Folks, like me, you will probably notice all of these problems just a few pages into the story. It gets worse. In what can only be considered more evidence that this cat was a criminal, the ``Cat in the Hat'' enters the house with a loud bang (does he kick open the locked door, perhaps?) and walks into the living room wearing a bizarre looking Dennis Rodman hat. These kids do not know this Cat! He was not invited! (Breaking and entering?)

Then this cat tells the kids their mother approves of his being there (I don't know about you, but I warn my boys never to listen to that line).

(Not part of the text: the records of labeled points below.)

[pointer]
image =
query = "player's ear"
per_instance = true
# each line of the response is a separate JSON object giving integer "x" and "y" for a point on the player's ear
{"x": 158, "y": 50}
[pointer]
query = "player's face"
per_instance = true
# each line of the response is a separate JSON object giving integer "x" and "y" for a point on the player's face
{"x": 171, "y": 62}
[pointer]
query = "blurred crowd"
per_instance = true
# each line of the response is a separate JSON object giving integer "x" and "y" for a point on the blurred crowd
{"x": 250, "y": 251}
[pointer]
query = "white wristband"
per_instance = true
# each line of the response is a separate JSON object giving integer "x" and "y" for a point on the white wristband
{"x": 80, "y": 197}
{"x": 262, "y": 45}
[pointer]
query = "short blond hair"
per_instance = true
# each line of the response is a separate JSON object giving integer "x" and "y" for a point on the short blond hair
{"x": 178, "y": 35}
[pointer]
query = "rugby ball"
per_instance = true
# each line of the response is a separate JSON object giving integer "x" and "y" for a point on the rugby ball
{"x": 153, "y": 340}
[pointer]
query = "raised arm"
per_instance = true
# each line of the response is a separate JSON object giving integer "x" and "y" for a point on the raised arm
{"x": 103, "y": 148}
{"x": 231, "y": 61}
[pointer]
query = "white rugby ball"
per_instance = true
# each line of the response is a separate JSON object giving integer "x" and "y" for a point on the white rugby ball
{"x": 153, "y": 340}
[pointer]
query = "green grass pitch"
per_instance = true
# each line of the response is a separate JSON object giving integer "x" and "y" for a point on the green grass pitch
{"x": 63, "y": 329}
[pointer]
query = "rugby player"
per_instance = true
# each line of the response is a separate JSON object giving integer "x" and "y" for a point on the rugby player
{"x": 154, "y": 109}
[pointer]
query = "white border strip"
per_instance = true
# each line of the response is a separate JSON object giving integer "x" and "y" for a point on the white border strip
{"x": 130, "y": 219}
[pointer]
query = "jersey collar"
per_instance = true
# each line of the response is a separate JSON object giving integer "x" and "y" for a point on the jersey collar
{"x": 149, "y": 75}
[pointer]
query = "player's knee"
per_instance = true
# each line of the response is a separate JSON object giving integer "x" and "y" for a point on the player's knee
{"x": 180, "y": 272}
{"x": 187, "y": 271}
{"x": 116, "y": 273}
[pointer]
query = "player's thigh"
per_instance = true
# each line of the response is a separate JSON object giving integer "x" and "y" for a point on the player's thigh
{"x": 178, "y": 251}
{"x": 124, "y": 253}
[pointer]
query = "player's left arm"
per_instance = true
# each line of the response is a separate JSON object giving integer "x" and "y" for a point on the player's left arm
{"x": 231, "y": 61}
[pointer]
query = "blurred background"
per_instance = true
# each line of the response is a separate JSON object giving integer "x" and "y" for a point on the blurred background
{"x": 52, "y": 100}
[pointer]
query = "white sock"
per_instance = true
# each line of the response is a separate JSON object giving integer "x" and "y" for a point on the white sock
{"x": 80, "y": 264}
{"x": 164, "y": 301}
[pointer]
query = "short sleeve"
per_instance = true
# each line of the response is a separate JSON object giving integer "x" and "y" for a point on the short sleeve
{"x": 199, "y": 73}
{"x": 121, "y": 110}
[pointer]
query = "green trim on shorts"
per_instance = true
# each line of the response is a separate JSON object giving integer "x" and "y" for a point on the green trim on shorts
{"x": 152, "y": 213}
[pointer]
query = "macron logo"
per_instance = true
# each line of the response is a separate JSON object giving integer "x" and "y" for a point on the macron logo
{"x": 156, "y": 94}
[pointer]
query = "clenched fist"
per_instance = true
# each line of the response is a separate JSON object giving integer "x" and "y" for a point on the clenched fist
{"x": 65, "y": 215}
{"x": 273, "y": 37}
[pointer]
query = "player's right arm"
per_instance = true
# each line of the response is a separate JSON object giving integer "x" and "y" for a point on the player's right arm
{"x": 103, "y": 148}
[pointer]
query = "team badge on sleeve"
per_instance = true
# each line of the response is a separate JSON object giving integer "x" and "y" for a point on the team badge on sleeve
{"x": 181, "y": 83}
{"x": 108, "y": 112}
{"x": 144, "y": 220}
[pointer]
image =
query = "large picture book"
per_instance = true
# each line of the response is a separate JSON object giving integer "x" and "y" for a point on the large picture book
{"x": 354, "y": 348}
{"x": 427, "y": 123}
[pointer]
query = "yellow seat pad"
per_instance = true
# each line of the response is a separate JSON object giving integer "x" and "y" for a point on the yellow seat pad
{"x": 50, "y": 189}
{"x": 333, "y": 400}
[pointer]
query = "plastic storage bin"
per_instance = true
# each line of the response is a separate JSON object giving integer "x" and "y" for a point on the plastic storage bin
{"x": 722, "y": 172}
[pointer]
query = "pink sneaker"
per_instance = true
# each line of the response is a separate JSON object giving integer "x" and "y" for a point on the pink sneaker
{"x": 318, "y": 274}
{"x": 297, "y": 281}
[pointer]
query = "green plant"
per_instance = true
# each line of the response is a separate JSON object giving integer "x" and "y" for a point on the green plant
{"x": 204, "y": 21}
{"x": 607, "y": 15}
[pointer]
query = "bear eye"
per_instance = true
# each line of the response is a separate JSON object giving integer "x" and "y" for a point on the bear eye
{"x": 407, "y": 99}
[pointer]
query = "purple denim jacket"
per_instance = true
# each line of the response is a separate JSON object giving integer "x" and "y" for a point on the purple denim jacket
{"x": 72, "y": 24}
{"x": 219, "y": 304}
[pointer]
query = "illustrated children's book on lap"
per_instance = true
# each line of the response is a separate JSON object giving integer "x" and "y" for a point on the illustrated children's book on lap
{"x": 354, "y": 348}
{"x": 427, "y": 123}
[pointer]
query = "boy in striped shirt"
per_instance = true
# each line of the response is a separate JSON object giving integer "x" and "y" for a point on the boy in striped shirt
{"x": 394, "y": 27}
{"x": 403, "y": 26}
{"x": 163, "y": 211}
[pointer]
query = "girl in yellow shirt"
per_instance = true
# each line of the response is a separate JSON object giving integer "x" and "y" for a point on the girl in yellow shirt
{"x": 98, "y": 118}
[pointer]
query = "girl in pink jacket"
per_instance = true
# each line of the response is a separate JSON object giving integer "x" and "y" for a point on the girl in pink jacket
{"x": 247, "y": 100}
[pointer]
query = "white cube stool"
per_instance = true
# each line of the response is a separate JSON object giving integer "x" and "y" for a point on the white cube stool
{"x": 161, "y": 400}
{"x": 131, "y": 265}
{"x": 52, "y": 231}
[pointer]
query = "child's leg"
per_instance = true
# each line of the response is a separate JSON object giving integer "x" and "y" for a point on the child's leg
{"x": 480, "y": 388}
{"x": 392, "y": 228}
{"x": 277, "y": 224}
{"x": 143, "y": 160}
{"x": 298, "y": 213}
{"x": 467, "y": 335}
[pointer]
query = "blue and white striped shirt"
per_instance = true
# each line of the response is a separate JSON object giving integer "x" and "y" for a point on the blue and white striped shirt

When the only significant resistance comes from a talking fish in a fishbowl, the Cat coolly blows him off. (This should serve as fair warning to parents who use talking fish as baby-sitters.) Then the ``Cat in the Hat'' decides to juggle some furniture, using the fishbowl as a prop, and begins trashing the house, though playfully, but it is the kind of trashing you would only recognize if you had two boys, like me. (Parents of boys will shudder when reading this section.)

Just when you think this Cat can do no more damage, he brings in his two buddies, ``Thing One and Thing Two'' (two rodents with A.D.D.) for a party!

With no adult to chaperone, the house becomes every parent's worst nightmare. (Fearful of having my son think such activity was acceptable, just because it is a part of a playful Dr. Seuss story, I warned him that this sort of behavior would definitely warrant a ``time-out.'')

Finally, just as Ms. ``I have no problem leaving the kids alone all day'' comes home, the ``Cat in the Hat,'' with his quick criminal mind, realizes he has to clean up the house (I will argue that he is merely ``removing evidence'' of his presence). After somehow stealing a Zamboni from the local ice arena, the ``Cat in the Hat'' uses it to ``cover his tracks,'' and, in yet another sign that he was up to no good, he sneaks out the back door.

With the ``Cat in the Hat'' now gone, the mother returns home. When she asks her children what they did while she abandoned them, they lie! (Seuss doesn't say they lie, but you know they do.) The story ends with the mother not realizing how close she came to a total looting and destruction of her property.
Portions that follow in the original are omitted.